Your blood type may predict your risk for severe COVID-19
(HealthDay)—There’s more evidence that blood type may affect a person’s risk for COVID-19 and severe illness from the disease.
The findings are reported in a pair of studies published Oct. 14 in the journal Blood Advances.
In one, researchers compared more than 473,000 people in Denmark with COVID-19 to more than 2.2 million people in the general population.
Among the COVID-19 patients, there was a lower percentage of people with blood type O and higher percentages of those with with types A, B and AB.
The findings suggest that people with A, B or AB blood may be more likely to be infected with COVID-19 than people with type O blood. Infection rates were similar among people with types A, B and AB blood.
The other study included 95 critically ill COVID-19 patients hospitalized in Canada. Patients with type A or AB blood were more likely to require mechanical ventilation, suggesting that they had greater rates of lung injury from COVID-19.
More patients with type A and AB blood required dialysis for kidney failure, the study added.
The results suggest that COVID-19 patients with A and AB blood types may have an increased risk of organ dysfunction or failure than those with type O or B blood, according to the researchers.

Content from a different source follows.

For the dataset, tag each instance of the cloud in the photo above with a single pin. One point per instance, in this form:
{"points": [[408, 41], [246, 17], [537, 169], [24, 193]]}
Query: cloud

They also found that while people with blood types A and AB didn’t have longer overall hospital stays than those with types O or B, on average, they were in intensive care longer, which may indicate more severe COVID-19.
“The unique part of our study is our focus on the severity effect of blood type on COVID-19. We observed this lung and kidney damage, and in future studies, we will want to tease out the effect of blood group and COVID-19 on other vital organs,” said study author Dr. Mypinder Sekhon, a clinical instructor in the Division of Critical Care Medicine at the University of British Columbia in Vancouver, Canada.